In the motor home at night before a morning of fishing, my dad and uncle Randy would drink a couple beers. But, in respect for their sober father-in-law sitting next to them, it was always just a couple. If they didn’t have any beer, grandpa would get angry that his problem affected them. If they had too many, they would be assholes—so they sipped on a couple and went to bed early. They understood that even though he had been sober for many years, he would always be termed “soy borracho.”
That early morning in the bright Alaskan summer, where the sun set for only a couple hours at night, we got up at 4 a.m. to catch grandpa a King. Jake and I had already snagged ours and held them up in front of our bodies. They practically eclipsed our frames. But grandpa hadn’t caught his yet, and that year, our first Alaskan fishing trip, was really all about him catching fish. He was in his 80’s by then (with a few heart attacks and bypasses under his fishing vest), and my dad knew it was time to fulfill a lifelong dream of my grandpa’s—fishing in Alaska. Sadly, the morning ended without a catch for grandpa.

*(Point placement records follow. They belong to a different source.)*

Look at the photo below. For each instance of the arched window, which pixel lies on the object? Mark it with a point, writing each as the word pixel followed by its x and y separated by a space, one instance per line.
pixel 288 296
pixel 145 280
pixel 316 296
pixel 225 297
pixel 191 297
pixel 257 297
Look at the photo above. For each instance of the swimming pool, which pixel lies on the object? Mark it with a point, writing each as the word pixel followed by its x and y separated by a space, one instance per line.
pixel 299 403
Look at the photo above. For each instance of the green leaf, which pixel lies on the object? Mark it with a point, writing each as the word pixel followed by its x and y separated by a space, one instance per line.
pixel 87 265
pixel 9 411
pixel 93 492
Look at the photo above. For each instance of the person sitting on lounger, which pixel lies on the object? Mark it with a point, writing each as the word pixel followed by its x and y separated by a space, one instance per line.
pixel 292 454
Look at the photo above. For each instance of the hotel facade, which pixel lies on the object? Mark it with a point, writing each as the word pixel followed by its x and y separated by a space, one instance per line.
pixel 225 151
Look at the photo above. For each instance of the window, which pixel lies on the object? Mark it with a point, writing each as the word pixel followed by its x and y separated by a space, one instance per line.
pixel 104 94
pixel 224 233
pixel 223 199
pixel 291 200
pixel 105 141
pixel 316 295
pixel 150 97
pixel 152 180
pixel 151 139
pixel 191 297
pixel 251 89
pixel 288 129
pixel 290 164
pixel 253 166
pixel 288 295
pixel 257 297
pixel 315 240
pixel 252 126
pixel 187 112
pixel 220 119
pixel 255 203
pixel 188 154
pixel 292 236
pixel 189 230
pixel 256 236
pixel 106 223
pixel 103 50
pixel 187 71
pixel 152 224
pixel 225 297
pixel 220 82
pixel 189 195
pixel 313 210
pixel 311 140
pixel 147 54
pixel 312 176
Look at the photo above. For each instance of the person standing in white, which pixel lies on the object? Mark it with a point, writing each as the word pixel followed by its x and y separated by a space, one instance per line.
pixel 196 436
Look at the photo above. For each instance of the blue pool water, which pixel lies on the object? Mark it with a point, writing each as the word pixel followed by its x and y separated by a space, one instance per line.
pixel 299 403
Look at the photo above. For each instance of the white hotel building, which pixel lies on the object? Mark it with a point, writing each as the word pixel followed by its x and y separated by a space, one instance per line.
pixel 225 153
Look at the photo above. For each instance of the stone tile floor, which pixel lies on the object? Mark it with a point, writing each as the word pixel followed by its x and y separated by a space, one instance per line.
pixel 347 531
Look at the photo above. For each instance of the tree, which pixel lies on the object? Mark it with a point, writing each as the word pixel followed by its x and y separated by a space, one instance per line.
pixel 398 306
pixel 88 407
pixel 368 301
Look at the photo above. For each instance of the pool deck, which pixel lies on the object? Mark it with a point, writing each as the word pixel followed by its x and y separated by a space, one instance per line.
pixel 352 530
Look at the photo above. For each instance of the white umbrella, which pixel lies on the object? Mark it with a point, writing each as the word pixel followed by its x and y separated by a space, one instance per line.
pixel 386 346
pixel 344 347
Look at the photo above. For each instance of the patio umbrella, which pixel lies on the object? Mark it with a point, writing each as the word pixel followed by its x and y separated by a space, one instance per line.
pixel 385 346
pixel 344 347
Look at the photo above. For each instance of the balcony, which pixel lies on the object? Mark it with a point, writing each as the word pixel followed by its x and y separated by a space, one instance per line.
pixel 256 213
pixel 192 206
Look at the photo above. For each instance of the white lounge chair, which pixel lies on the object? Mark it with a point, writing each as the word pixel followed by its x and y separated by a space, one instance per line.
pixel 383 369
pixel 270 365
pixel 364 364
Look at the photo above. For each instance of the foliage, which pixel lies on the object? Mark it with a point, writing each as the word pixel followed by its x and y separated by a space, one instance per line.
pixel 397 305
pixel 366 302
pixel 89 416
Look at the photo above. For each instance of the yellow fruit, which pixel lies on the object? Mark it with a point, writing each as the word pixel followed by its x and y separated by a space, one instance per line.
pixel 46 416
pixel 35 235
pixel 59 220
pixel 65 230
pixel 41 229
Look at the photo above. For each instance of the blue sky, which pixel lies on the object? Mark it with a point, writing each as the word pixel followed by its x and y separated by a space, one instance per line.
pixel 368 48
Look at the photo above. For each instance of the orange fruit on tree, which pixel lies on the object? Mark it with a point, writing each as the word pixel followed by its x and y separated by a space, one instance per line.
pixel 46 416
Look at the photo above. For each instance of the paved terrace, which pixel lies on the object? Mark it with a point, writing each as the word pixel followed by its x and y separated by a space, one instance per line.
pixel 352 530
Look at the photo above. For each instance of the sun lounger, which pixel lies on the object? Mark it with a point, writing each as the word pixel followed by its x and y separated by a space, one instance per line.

(The night before, Jake and I had spent the night slugging back a case of beer out on the dock while throwing our lines out and trying to catch some Silver Salmon. We didn’t drink more than two beers before heading out to the dock. We were young, in our mid-twenties, and wanted to get a little drunk, but we didn’t want to do it anywhere near grandpa. When Jake headed to bed, I took the rest of the case down below our window and, unimpeded, called my to-be wife and professed my love for her.)
We headed into the B&B for some showers before another walk down the banks in search of silvers. My dad found a quick moment to lecture us about our drinking the night before, but we brushed it off. We didn’t see the problem with drinking to excess. Jake diverted the conversation to focus on the morning’s fishing.
“Where’s John?” my dad asked.
“Don’t know. Haven’t seen him since we got back.”
“He may have just gone to get breakfast before us.”
We put on clean clothes and headed toward the barn-like cafeteria. As we approached we could hear the loud yelling and laughing of a group of day traders who had flown in from New York the night before. It was the summer of 2001, the bull economy still steaming ahead, Sep. 11th still a few months away, and the young men had been drinking since they’d arrived. They’d come to Alaska to drink and fish, and if they didn’t catch anything, they would be just fine.
The screaming and laughing erupted from the barn when my dad opened the door. Bottles of vodka went from hand to hand, followed by bottles of beer to chase the liquor.
I didn’t see my grandpa in the barn. I went back out and into the house to check for him again. We had lost him. I jogged, a little worried, back to the tent. This time I saw him. Grandpa, twenty years sober, was sitting smack dab in the middle of the day traders. And he was taking swigs of vodka and whiskey.